Uniform Growth and Neuronal Integration.
oystein H. Olsen, Farzan Nadim, Andrew A. V. Hill and Donald H. Edwards.
Department of Biology, Emory University, Atlanta, GA 30322, the
Neuroscience and Behavior Program, Morrill Science Center (Biology),
University of Massachusetts, Amherst, MA 01003, and the Department of Biology,
Georgia State University, Atlanta, GA, 30302-4010.
APStracts 3:0095N, 1996.
SUMMARY AND CONCLUSIONS
1. The cable equations were analysed to determine the effects of two patterns
of uniform growth on the passive and active integrative properties of neurons.
2. During uniform isoelectrotonic growth, the diameters of all neuronal
processes increase as the square of their increase in length, while the
specific electrical properties and branch terminal conditions of the neuron
remain constant. An analytical inductive proof is given to show that, for any
neuron, uniform isoelectrotonic growth increases the input conductance
everywhere by the cube of the growth factor, but leaves the active and passive
spread of membrane potential within the neuron unchanged. The spread of
membrane voltage is unchanged because this pattern of growth enables both the
axial and membrane currents everywhere in the cell to increase by the cube of
the growth factor . Synaptic inputs would evoke the same responses in the
isoelectrotonically larger cell as in the smaller cell if the total
postsynaptic conductance of the synapse increased with the dendritic membrane
area. 3. During uniform isometric growth, the diameter and lengths of all
processes increase by the same factor, while the specific electrical
properties and branch terminal conditions remain constant. This pattern of
uniform growth increases the input conductance by the square of the growth
factor, and also increases the attenuation, delay and low-pass filtering of
the cell's responses. Voltage attenuation increases with isometric growth
because the axial current increases in proportion to growth, while the
membrane current increases in proportion to the square of the growth factor.
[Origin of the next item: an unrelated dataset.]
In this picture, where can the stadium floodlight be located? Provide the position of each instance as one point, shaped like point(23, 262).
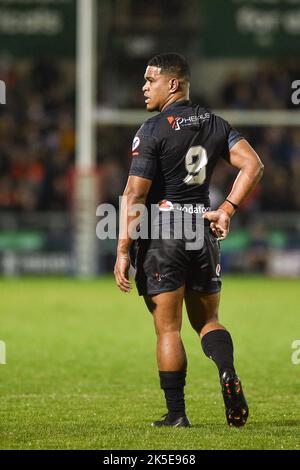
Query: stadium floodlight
point(85, 241)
Isometric growth reduces the ability of distal synaptic inputs to affect the
membrane potential at proximal integrating sites, even after the synaptic
conductance has increased to compensate for the increased input conductance.
4. These two patterns of uniform growth help define the consequences of all
types of uniform growth for neuronal integration and responsiveness.
Received 26 February 1995; accepted in final form 13 May 1996.
APS Manuscript Number J154-6.
Article publication pending J. Neurophysiol.